Martha Wash, the Queen of Clubland, twirls into Baltimore this month as she performs at this year’s Baltimore Pride Festival. The two time Grammy nominated artist is best known for her work as part of the singing duo, The Weather Girls. Wash also provided the vocals for Black Box’s “Everybody, Everybody” and “Strike It Up” as well as lead vocals on C+C Music Factory’s No. 1 hit “Gonna Make You Sweat (Everybody Dance Now).” Wash is also noted for spurring legislation for making vocal credits mandatory on CD’s after being denied proper credit and royalties in the early 1990s. Wash recently chatted with Gay Life about her upcoming performance, her views on the recent Supreme Court decision, and her reaction to the loss of a Baltimore gay landmark.

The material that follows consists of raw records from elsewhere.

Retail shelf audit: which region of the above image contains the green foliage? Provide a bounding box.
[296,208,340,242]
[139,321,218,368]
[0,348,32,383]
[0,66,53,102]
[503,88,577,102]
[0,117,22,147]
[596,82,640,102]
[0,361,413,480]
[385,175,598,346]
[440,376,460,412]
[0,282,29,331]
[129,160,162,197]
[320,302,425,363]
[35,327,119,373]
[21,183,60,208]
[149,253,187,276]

To start, what was your initial reaction when you heard the news of the recent decision by SCOTUS to legalize same-sex marriage throughout the United States?
I said great! That’s what the community was fighting for all this time and it should have been like that all along. It’s taken a lot of time and it’s finally here.
I was speaking to someone about [the ruling]last night. It seems that there are a few states holding out. You have the Supreme Court rule like this, and then you have have these other states that are in essence saying to the Supreme Court, “We’re not going to follow your ruling.” They are basically saying that “We are going to do what we want to do,” but at the same token some of these places want to go before the Supreme Court to get their own rules and laws passed. It’s kind of a slap in the face and almost like, well what does the Supreme Court know, but when it’s your turn you want them to be on your side and pass your laws. It’s kind of crazy for lawmakers to say,
“What does the Supreme Court know?” and “We’re going to do what we want to do.” And they can decide not to abide with what their ruling is. What can I say about the United States…we’re a trip!
In a 2014 Rolling Stone article, RuPaul mentioned that there was a direct correlation between your career and the struggles that many face within the LGBT community. Ru said that your “story speaks to disenfranchised people.” Do you feel that this is one of the many ways that you connect with people of the LGBT community?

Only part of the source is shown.